On Manliness

Fred Thompson has put manliness in politics back on the table. It started with a New Republic article a few weeks back, which said that Thompason appeal was in his gravelly voice and thick brows. However, the article explained that Thompson had only the thinnest of resumes and little drive. Though he might not be a man in real life, but he plays one on TV. That Law and Order image was doing wonders for his political career.

On Sunday, Maureen Dowd, never one to turn down an opportunity for a good man methapor, came back to this topic. She quickly dismisses his attempts to be Reaganesque and his waffling over dealing with Bin Laden. "Fred is not Ronnie; he’s warmed-over W. President Reagan always knew who the foe was."

Fred followed W.’s nutty lead of marginalizing Osama on a day when TV showed another creepy, fruitcake manifesto by the terrorist, who was wearing what seemed to be a fake beard left over from Woody Allen’s “Bananas” and bloviating on everything from the subprime mortgage crisis to the “woes” of global warming to a Kennedy assassination conspiracy theory to the wisdom of Noam Chomsky to the unwisdom of Richard Perle to the heartwarming news that Muslims have lived with Jews and not “incinerated them” to the need to “continue to escalate the killing and fighting” against American kids in Iraq.

Can we please get someone in charge who will stop whining that Osama is hiding in “harsh terrain,” hunt him down and blast him forward to the Stone Age?

You go, girl! That’s most manly stuff that I’ve read lately.

As I drove back from work at noon, I listened to them read the names of those who died in the World Trade Center. I’m still angry. I called a friend who was also in Manhattan at the time.

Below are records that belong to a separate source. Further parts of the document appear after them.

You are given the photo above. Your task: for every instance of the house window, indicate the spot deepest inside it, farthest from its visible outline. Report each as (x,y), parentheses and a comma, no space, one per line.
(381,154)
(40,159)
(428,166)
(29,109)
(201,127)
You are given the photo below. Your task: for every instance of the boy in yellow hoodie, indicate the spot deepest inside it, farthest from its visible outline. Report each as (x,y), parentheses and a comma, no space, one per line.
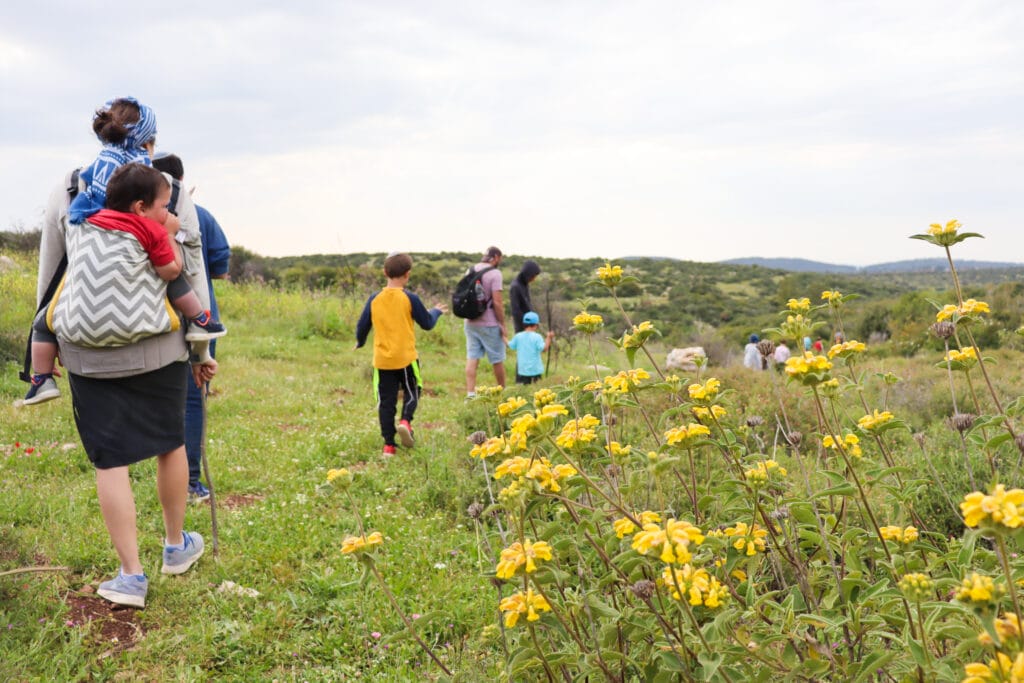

I can’t help but wonder what would have happened if our troops were sent to the caves of Northern Pakistan rather than to Baghdad where they are fending off car bombs and hopelessly holding back the violence? We need a little manliness, though that manliness may have to come from a woman. We also need smart manliness, which directs mighty blows in the correct direction. Is smart manliness possible? Is it an oxymoron?